Information-theoretic motivation

H(p, q) = -sum over i of p[i] · log(q[i])

Cross-entropy H(p, q) measures how 'surprised' you are if you believed q but reality is p. Minimum is achieved when q = p. For next-token prediction, p is the one-hot label (1.0 on the correct token, 0.0 elsewhere); q is the model's predicted distribution.

Simplification with one-hot labels

H(one_hot(c), q) = -log(q[c])

All terms in the sum are zero except where p[i]=1. So cross-entropy with a one-hot label is just negative log probability of the correct token. Minimize loss ↔ maximize log-likelihood of the right answer. Standard maximum-likelihood training.

Advertisement

Combined with softmax

loss = -log(softmax(z)[c])
     = -z[c] + log(sum over j of exp(z[j]))

The log of the softmax denominator is a 'log-sum-exp' (LSE) — well-studied, numerically stable to compute. PyTorch's F.cross_entropy(logits, target) fuses these operations for stability and speed; never compute softmax then log separately.

The miracle gradient

∂loss/∂z[i] = softmax(z)[i] - δ[i, c]

The gradient w.r.t. the logits is just predicted_probs minus the one-hot label. Simple, cheap, well-behaved. This is why softmax + cross-entropy is the default for classification — the gradient is the prediction error.

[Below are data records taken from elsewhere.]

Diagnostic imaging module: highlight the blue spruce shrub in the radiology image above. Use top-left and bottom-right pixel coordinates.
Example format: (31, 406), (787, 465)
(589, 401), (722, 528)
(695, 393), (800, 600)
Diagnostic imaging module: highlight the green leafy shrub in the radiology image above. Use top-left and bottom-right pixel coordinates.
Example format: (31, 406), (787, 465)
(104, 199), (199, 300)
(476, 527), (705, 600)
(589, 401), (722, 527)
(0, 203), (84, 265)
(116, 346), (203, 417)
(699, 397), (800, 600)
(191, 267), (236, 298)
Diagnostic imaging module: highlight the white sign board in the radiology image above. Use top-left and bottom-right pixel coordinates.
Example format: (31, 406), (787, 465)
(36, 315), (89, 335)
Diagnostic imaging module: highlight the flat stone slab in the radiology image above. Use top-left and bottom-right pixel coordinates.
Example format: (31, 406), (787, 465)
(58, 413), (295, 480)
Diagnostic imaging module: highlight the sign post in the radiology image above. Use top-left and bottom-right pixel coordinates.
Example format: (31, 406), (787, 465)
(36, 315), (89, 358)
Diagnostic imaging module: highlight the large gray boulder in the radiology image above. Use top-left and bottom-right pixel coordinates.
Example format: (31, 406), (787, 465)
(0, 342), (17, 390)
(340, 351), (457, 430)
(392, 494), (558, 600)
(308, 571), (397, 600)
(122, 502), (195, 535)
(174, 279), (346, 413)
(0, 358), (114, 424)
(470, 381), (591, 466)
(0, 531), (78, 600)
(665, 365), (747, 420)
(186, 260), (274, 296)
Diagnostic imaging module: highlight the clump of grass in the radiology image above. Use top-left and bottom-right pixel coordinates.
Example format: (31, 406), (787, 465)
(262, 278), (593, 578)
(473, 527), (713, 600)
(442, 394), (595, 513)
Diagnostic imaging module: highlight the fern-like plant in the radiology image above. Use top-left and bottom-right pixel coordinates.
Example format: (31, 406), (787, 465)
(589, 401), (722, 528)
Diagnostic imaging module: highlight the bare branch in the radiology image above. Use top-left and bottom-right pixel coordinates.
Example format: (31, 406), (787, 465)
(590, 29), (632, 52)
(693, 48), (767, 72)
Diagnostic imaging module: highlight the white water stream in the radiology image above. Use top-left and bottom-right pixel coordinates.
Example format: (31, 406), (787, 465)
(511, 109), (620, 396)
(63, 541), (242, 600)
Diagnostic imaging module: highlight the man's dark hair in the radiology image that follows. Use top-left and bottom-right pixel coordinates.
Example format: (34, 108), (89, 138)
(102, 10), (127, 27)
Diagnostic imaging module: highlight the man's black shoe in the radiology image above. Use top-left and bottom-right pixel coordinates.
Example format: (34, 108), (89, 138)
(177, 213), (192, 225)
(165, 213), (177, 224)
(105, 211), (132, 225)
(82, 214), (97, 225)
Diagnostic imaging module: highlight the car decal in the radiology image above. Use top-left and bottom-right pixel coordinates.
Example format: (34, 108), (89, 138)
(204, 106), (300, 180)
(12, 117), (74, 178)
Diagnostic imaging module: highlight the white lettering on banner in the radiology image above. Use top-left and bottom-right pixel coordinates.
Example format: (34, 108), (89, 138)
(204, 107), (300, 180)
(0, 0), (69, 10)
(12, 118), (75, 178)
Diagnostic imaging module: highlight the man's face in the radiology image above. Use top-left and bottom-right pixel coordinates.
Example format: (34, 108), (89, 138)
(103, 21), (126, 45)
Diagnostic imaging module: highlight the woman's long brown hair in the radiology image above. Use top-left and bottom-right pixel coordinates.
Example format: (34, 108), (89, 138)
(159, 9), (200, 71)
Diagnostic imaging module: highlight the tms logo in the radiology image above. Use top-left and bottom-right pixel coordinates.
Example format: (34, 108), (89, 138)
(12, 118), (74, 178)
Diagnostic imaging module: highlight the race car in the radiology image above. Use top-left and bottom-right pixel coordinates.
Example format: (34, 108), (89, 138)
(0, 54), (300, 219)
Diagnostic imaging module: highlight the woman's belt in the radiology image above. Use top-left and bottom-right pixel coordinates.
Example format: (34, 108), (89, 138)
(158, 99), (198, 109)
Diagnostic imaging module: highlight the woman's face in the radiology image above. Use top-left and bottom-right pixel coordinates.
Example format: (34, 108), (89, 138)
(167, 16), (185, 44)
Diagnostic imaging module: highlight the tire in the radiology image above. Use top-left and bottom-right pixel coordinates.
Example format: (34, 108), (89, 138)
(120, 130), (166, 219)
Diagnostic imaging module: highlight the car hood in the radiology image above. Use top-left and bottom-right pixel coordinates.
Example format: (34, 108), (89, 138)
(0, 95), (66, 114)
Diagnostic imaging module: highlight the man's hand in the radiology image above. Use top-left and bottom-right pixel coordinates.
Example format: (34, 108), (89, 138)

Per-token loss in sequence training

For sequence-level training: compute the loss at every position, average over the sequence (ignoring padding). For a B×N batch with V-token vocab, loss is a single scalar averaging over B·N positions. Gradient backprops through the whole transformer to update all weights.

Cross-entropy = -log(prob of correct token). Combined with softmax, gradient is just (probs - one_hot). Clean and stable.